1. The informed consent of the patient or responsible individual, in accordance with State law;
2. The reason for the transfer;
3. The signature of the physician who ordered the transfer;
4. The condition of the patient upon transfer;
5. Patient information collected by the sending hospital, as specified in 8:43G-15.2(e);
6. The name of the contact person at the receiving hospital; and
7. A copy of the patient's advance directive where available or notice that the individual has informed the sending hospital of the existence of an advance directive.
(c) The hospital shall not deny admission to patients on the basis of their inability to pay.
(d) Patients shall be discharged only on physician's orders or after signing a waiver that exempts the hospital and the physician from liability as a result of the patient's leaving the hospital against medical advice. Patient refusal to sign such a waiver shall be documented.
(e) The hospital shall have a patient identification system that is used for all patients in the hospital from the time of admission until the time the patient is released from the hospital.
(f) Upon arrival at a service location, an inpatient's treatment shall be initiated within 30 minutes. Following completion of treatment, the patient shall be returned to his or her hospital room within a reasonable length of time not to exceed 30 minutes.
(g) The hospital shall develop and implement a complaint procedure for patients, families, and other visitors. The procedure shall include, at least, a system for receiving complaints, a specified response time, assurance that complaints are referred appropriately for review, development of resolutions, and follow-up action.

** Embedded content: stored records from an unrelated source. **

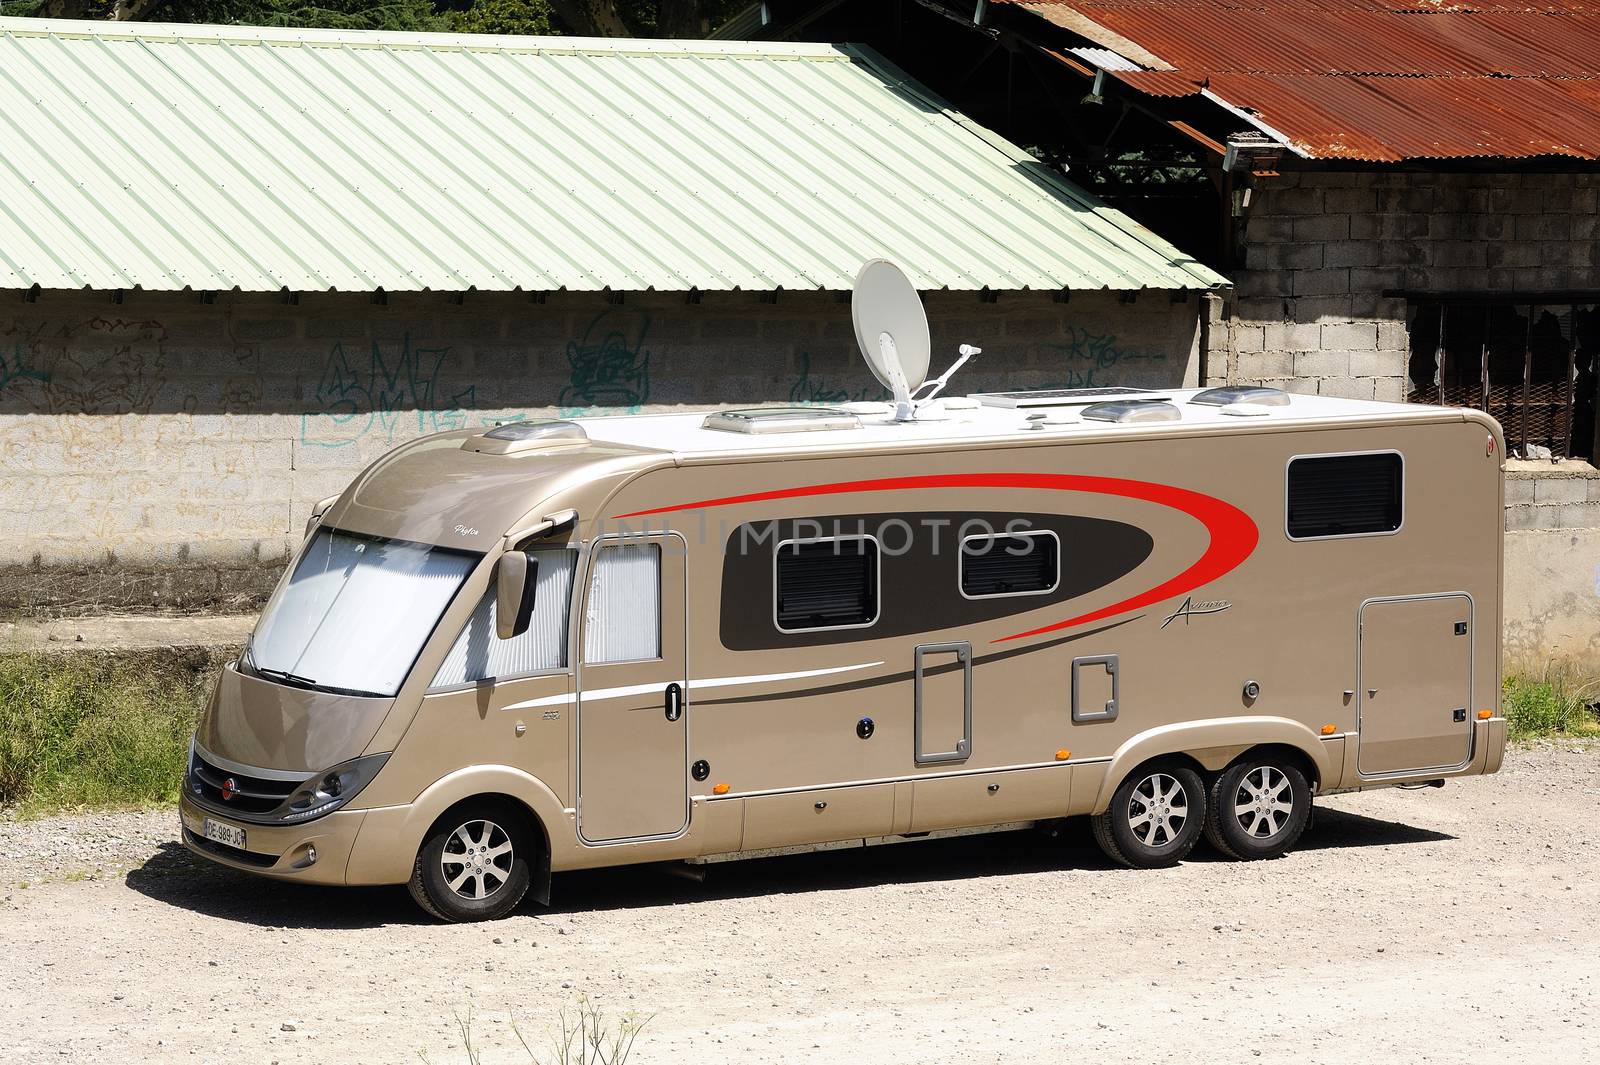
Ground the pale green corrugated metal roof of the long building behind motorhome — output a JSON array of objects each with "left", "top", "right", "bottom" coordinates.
[{"left": 0, "top": 19, "right": 1226, "bottom": 291}]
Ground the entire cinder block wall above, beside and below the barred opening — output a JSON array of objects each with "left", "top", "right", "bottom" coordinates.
[{"left": 1205, "top": 173, "right": 1600, "bottom": 667}]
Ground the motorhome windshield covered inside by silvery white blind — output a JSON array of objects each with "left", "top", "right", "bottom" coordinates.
[{"left": 243, "top": 529, "right": 480, "bottom": 696}]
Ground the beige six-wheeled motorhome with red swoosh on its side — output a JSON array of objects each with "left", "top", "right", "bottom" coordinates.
[{"left": 179, "top": 260, "right": 1506, "bottom": 919}]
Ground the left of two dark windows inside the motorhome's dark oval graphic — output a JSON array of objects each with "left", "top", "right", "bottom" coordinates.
[{"left": 773, "top": 536, "right": 878, "bottom": 632}]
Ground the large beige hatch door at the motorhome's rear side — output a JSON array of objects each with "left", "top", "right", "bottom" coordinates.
[{"left": 1355, "top": 595, "right": 1474, "bottom": 777}]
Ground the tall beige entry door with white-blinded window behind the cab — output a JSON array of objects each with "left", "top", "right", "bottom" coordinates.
[{"left": 578, "top": 536, "right": 690, "bottom": 843}]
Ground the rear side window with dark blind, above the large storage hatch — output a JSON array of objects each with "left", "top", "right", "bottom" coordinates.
[{"left": 1285, "top": 451, "right": 1405, "bottom": 540}]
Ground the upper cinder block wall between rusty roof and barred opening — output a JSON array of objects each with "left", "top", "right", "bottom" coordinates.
[{"left": 1206, "top": 171, "right": 1600, "bottom": 400}]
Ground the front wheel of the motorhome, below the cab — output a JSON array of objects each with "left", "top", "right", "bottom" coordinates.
[{"left": 406, "top": 801, "right": 538, "bottom": 921}]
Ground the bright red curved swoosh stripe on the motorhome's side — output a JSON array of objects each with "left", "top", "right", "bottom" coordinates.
[{"left": 613, "top": 473, "right": 1261, "bottom": 643}]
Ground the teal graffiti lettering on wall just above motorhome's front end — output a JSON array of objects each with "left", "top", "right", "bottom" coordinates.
[{"left": 301, "top": 333, "right": 477, "bottom": 448}]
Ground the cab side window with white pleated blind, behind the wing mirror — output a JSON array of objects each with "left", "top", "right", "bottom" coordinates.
[{"left": 430, "top": 548, "right": 578, "bottom": 688}]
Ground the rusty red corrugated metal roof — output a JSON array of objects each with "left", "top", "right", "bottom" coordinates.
[{"left": 997, "top": 0, "right": 1600, "bottom": 162}]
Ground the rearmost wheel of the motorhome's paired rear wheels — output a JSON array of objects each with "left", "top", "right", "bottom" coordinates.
[{"left": 1205, "top": 758, "right": 1310, "bottom": 860}]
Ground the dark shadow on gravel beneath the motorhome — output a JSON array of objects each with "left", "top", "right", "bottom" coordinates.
[{"left": 126, "top": 809, "right": 1454, "bottom": 929}]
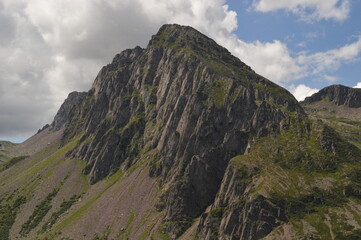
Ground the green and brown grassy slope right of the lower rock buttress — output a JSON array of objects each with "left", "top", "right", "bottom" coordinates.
[{"left": 232, "top": 118, "right": 361, "bottom": 239}]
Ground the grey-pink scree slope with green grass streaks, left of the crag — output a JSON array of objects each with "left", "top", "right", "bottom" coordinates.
[{"left": 0, "top": 131, "right": 166, "bottom": 240}]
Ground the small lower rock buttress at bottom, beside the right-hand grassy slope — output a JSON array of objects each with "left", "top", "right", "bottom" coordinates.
[{"left": 197, "top": 162, "right": 288, "bottom": 240}]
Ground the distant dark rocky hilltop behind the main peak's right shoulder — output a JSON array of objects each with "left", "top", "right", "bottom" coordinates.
[{"left": 303, "top": 85, "right": 361, "bottom": 108}]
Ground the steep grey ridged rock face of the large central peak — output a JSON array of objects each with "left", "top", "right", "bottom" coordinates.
[{"left": 56, "top": 25, "right": 305, "bottom": 239}]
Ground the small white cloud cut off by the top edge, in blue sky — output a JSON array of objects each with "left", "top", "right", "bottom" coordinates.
[{"left": 253, "top": 0, "right": 350, "bottom": 22}]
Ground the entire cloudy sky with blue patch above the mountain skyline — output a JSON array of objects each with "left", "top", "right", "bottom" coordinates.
[{"left": 0, "top": 0, "right": 361, "bottom": 142}]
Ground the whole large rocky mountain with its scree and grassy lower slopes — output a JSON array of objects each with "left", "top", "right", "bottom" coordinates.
[{"left": 0, "top": 25, "right": 361, "bottom": 240}]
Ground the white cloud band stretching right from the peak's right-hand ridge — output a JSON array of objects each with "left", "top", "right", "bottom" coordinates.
[{"left": 216, "top": 34, "right": 361, "bottom": 84}]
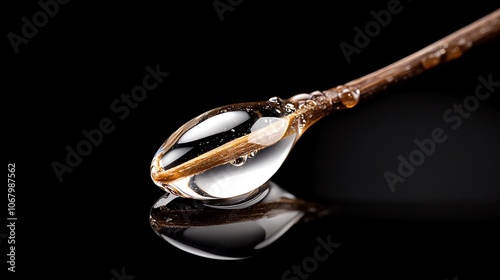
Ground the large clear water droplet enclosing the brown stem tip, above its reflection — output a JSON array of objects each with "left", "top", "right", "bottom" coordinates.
[{"left": 151, "top": 88, "right": 359, "bottom": 200}]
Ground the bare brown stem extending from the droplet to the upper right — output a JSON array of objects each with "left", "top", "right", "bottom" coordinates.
[{"left": 328, "top": 9, "right": 500, "bottom": 98}]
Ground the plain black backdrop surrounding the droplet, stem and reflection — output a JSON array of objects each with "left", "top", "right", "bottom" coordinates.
[{"left": 1, "top": 0, "right": 500, "bottom": 280}]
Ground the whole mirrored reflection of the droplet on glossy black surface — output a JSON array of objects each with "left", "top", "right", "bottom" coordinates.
[{"left": 150, "top": 182, "right": 328, "bottom": 260}]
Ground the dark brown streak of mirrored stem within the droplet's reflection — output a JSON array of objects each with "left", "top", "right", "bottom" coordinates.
[{"left": 151, "top": 198, "right": 334, "bottom": 228}]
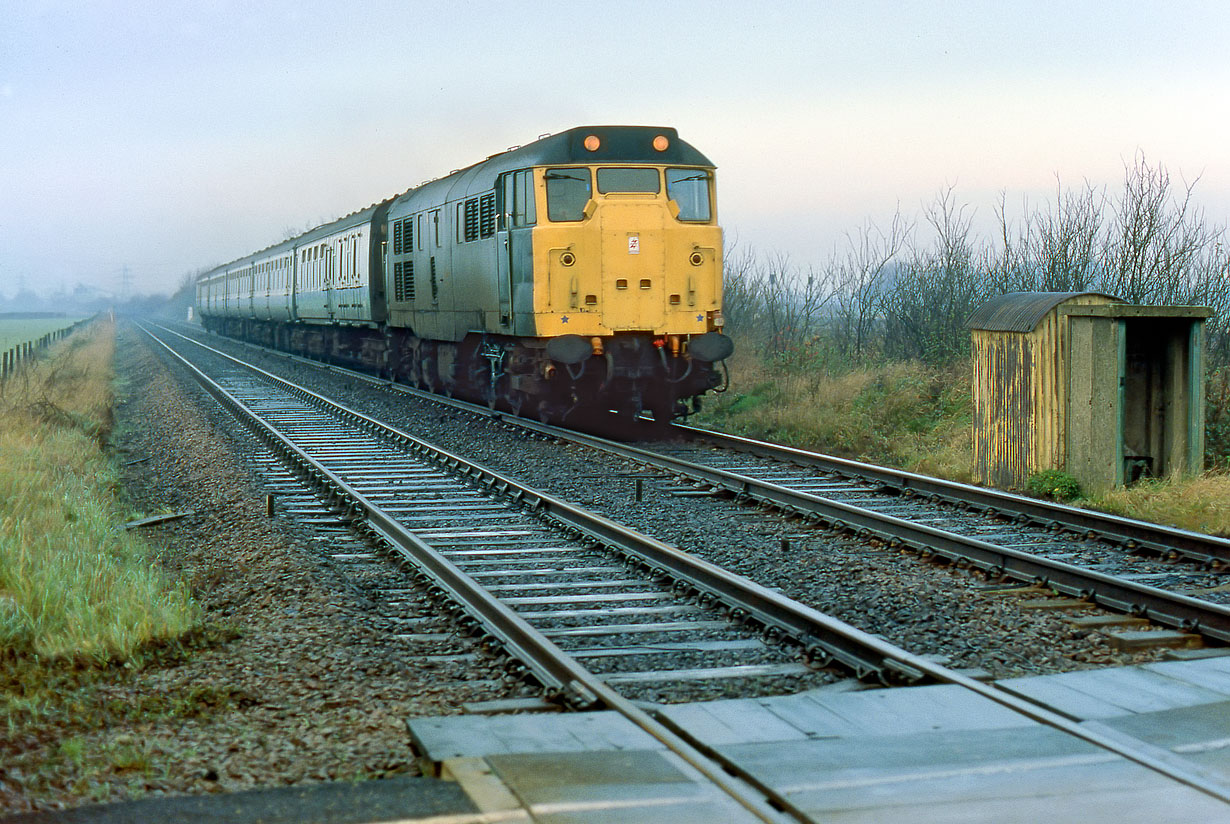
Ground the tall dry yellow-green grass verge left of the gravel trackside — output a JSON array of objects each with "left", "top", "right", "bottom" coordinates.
[{"left": 0, "top": 322, "right": 196, "bottom": 660}]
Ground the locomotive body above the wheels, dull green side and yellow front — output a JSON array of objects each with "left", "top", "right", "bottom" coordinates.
[{"left": 385, "top": 127, "right": 722, "bottom": 341}]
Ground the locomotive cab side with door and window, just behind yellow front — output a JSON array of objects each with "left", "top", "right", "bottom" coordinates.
[{"left": 496, "top": 168, "right": 536, "bottom": 333}]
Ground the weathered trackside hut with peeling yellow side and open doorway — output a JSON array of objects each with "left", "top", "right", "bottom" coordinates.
[{"left": 967, "top": 291, "right": 1212, "bottom": 491}]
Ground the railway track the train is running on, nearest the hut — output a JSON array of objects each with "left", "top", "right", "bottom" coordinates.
[{"left": 168, "top": 319, "right": 1230, "bottom": 643}]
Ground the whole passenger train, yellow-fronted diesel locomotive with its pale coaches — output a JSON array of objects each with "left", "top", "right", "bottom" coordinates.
[{"left": 196, "top": 125, "right": 734, "bottom": 423}]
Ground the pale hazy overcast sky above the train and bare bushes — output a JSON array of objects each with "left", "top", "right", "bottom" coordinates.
[{"left": 0, "top": 0, "right": 1230, "bottom": 294}]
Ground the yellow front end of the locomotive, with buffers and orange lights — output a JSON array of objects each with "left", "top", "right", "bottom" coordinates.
[{"left": 506, "top": 128, "right": 732, "bottom": 421}]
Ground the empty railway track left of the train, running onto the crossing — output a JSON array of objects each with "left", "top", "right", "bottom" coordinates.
[{"left": 139, "top": 322, "right": 1230, "bottom": 820}]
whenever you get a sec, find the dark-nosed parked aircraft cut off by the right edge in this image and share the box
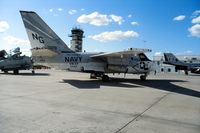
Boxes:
[164,53,200,75]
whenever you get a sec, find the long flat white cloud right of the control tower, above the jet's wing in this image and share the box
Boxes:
[89,31,139,42]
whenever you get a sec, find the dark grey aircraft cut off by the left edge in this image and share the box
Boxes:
[0,47,34,74]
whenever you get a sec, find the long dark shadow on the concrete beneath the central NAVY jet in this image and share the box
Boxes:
[60,78,200,98]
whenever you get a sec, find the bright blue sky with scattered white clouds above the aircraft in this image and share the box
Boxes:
[0,0,200,56]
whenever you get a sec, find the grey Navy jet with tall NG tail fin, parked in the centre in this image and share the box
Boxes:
[20,11,154,81]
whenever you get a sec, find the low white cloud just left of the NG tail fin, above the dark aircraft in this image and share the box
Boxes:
[3,36,30,45]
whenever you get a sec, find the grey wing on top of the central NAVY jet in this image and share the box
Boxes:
[91,48,152,58]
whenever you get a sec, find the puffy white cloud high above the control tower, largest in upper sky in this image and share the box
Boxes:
[77,12,111,26]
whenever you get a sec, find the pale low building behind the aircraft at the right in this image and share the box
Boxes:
[153,55,200,74]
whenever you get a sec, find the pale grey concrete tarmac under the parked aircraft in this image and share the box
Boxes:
[0,70,200,133]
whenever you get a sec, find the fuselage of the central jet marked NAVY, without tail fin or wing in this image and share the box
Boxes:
[33,52,153,74]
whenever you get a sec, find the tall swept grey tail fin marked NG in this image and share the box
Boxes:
[20,11,73,56]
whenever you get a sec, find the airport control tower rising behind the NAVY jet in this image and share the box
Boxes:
[69,27,84,52]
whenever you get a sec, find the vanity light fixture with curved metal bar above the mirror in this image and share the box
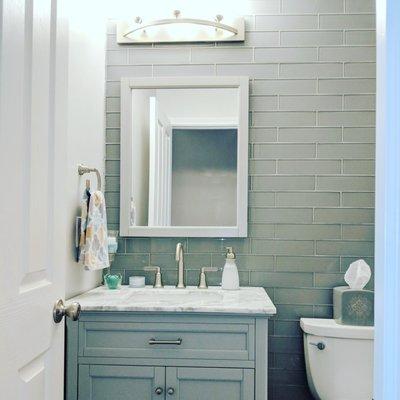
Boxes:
[117,10,244,44]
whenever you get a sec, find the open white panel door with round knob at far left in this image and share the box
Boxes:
[0,0,67,400]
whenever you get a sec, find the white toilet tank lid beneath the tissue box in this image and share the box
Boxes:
[300,318,374,339]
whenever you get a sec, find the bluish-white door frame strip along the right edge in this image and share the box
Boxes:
[374,0,400,400]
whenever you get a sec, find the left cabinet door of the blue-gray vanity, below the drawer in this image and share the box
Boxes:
[78,365,165,400]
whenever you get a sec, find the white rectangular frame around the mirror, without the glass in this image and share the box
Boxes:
[120,76,249,238]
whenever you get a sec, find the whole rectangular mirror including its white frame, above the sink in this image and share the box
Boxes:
[120,77,249,237]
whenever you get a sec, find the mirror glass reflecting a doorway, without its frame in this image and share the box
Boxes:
[130,88,239,227]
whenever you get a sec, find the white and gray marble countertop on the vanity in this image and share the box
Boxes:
[67,285,276,315]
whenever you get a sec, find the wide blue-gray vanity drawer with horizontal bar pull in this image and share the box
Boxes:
[79,322,254,360]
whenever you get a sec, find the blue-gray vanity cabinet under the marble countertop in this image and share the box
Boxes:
[66,311,268,400]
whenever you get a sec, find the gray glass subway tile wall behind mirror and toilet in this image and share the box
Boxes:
[106,0,375,400]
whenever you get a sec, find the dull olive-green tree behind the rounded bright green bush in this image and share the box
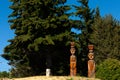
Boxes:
[90,15,120,64]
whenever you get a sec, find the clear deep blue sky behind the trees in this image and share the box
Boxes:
[0,0,120,72]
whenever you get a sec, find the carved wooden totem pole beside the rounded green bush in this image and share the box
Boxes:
[88,45,95,78]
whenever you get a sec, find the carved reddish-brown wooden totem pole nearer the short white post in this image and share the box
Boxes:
[70,42,77,76]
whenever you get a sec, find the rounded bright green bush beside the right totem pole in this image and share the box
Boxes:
[96,58,120,80]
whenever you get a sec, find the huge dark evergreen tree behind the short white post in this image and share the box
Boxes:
[3,0,71,77]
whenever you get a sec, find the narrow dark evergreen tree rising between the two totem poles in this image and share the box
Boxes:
[74,0,94,76]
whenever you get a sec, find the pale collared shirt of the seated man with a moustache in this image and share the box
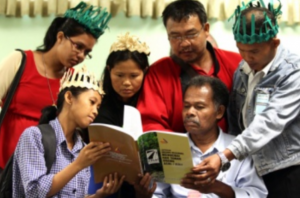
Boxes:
[153,129,267,198]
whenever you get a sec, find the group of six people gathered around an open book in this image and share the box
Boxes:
[0,0,300,198]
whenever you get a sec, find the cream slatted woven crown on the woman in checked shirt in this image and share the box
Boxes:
[59,66,105,96]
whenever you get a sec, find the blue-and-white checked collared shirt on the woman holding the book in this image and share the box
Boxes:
[13,118,90,198]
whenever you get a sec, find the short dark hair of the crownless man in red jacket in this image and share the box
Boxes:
[162,0,207,27]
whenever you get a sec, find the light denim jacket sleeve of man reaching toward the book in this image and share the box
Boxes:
[229,69,300,160]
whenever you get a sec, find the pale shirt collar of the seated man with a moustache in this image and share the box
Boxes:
[188,127,226,156]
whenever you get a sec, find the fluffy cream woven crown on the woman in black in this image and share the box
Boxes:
[110,32,150,56]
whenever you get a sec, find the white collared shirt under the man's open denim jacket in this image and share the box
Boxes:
[242,58,274,127]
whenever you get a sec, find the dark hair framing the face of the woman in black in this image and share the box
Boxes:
[102,50,149,103]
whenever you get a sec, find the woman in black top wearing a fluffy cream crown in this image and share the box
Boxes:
[89,33,156,198]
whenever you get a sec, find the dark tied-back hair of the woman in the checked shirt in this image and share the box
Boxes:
[39,86,88,124]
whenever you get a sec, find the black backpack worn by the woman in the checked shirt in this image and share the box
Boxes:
[0,124,56,198]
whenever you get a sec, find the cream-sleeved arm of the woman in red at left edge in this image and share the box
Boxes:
[0,51,22,99]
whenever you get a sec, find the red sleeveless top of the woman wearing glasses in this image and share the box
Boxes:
[0,51,60,168]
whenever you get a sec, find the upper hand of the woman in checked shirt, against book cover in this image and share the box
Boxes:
[74,142,111,170]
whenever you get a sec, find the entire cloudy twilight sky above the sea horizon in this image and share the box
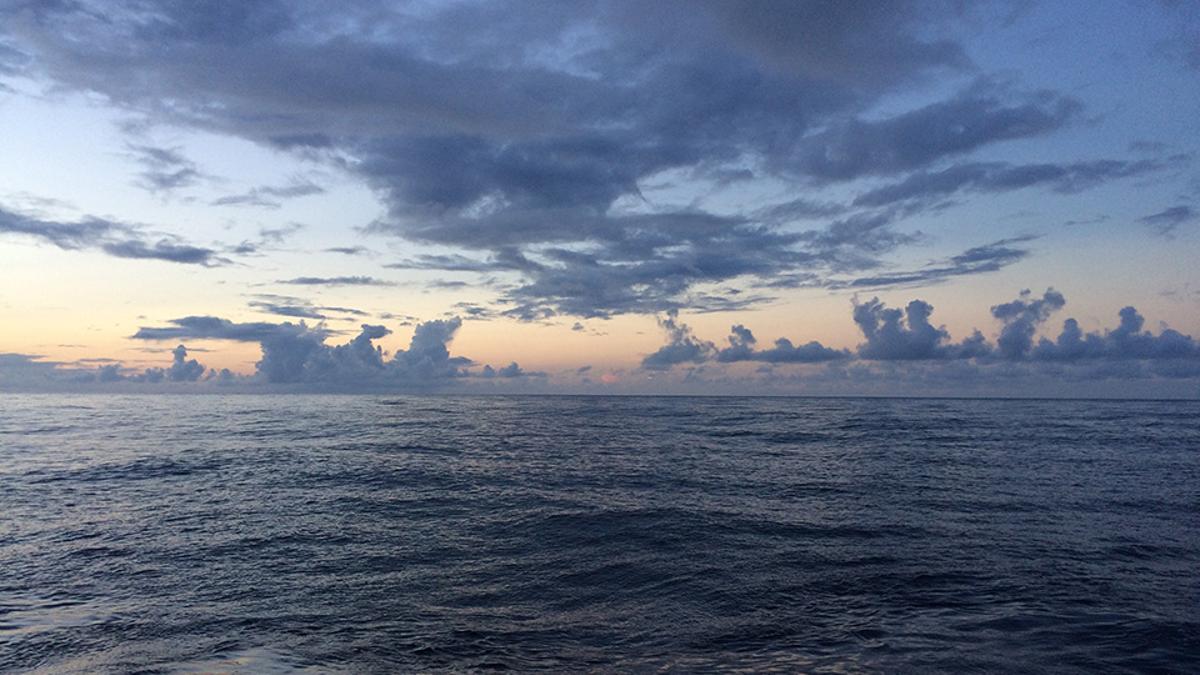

(h) The hospital shall develop and implement a grievance procedure for all staff. The procedure shall include, at least, a system for receiving grievances, a specified response time, assurance that grievances are referred appropriately for review, development of resolutions, and follow-up action.
(i) There shall be written policies and procedures for personnel that are viewed annually, revised as needed, and implemented. They shall include at least:
1. A written job description for each category of personnel in the hospital and distribution of a copy to each newly hired employee;
2. Personnel policies in compliance with Federal requirements for Equal Employment Opportunity;
3. A system to ensure that written, job-relevant criteria are used in making evaluation, hiring, and promotion decisions;
4. A system to ensure that employees meet ongoing requirements for credentials; and
5. Written criteria for personnel actions that require disciplinary action.
(j) The hospital shall comply with all requirements of the professional licensing boards for reporting terminations, suspensions, revocation, or reduction of privileges for any health professionals licensed in the State of New Jersey.
(k) Personnel records shall be confidential material, accessible only to authorized personnel who have clearly established their identity.
(l) The hospital shall ensure that there is no smoking in the facility by employees, visitors or patients.